Each channel has its own independent backpressure semaphore, so a spike in one channel doesn’t affect others.
Async Processing
For workloads that don’t need immediate responses, Orion supports async processing via a bounded trace queue:
# Submit for async processing (returns immediately with a trace ID)
curl -s -X POST http://localhost:8080/api/v1/data/orders/async \
-H "Content-Type: application/json" \
-d '{ "data": { "order_id": "ORD-123" } }'
# Poll for the result
curl -s http://localhost:8080/api/v1/data/traces/{trace-id}
The queue is backed by tokio::sync::mpsc channels with configurable concurrency:
[queue]
workers = 4 # Concurrent trace workers
buffer_size = 1000 # Channel buffer for pending traces
processing_timeout_ms = 60000 # Per-trace processing timeout
max_result_size_bytes = 1048576 # Max size of trace result (1 MB)
max_queue_memory_bytes = 104857600 # Max memory for queued traces (100 MB)
Failed traces go to the dead letter queue with automatic retry:
[queue]
dlq_retry_enabled = true
dlq_max_retries = 5
dlq_poll_interval_secs = 30
Completed traces are cleaned up automatically based on retention policy:
[queue]
trace_retention_hours = 72
trace_cleanup_interval_secs = 3600
Horizontal Scaling
Orion is designed for single-instance simplicity with multi-instance capability. Each instance is stateless; all persistent data lives in the shared database.

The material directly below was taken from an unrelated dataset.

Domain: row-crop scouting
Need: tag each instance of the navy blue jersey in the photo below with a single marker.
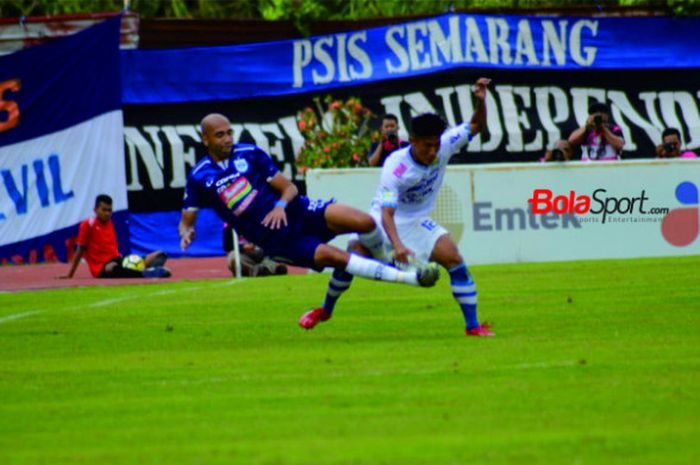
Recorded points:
(238, 190)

What works across instances:
| Component | How It Works |
|---|---|
| Database | All instances share the same database (PostgreSQL or MySQL recommended) |
| Kafka consumers | Consumer groups handle partition assignment automatically |
| Traces | Stored in the shared database; queries return consistent results |
| Workflows & Channels | Definitions live in the database; all instances load the same set |
| Audit logs | Stored in the shared database regardless of which instance handles the request |
Per-Instance State
The following components use in-memory state that is local to each instance:
| Component | Impact | Workaround |
|---|---|---|
| Rate Limiting | 3 instances at 100 RPS = 300 RPS effective global limit | Sticky sessions; divide configured RPS by instance count |
| Request Deduplication | Same idempotency key on two instances → processed twice | Sticky sessions, or Redis-backed dedup store |
| Response Caching | Lower cache hit rates (each instance has a cold cache) | Sticky sessions, or Redis-backed cache connector |
| Circuit Breakers | One instance may trip while others keep sending | Acceptable; monitor /health on each instance |
| Engine State | POST /admin/engine/reload only reloads the receiving instance | Script reload to hit all instances (see below) |
Reload all instances:
for host in $INSTANCE_HOSTS; do
curl -X POST "http://$host:8080/api/v1/admin/engine/reload" \
-H "Authorization: Bearer $API_KEY"
done
Alternatively, use a rolling restart strategy with your orchestrator (e.g., Kubernetes rolling deployment).
Topology Control
Use channel include/exclude filters to run different Orion instances for different channel groups:
# Instance A: order processing
[channels]
include = ["orders.*", "payments.*"]
# Instance B: analytics and reporting
[channels]
include = ["analytics.*", "reports.*"]
This enables microservice-style deployment where each instance handles a subset of channels, all sharing the same database.
Database Backend Recommendations
| Backend | Single Instance | Multiple Instances | Notes |
|---|---|---|---|
| SQLite | Recommended | Not recommended | WAL mode supports concurrent reads but only one writer. File-based, cannot be shared across hosts. |
| PostgreSQL | Supported | Recommended | Full multi-connection support. Use connection pooling (PgBouncer) for many instances. |
| MySQL | Supported | Supported | Ensure READ-COMMITTED isolation for best concurrency. |
For multi-instance deployments, use PostgreSQL with connection pooling (PgBouncer). Script engine reloads to broadcast to all instances after workflow or channel changes.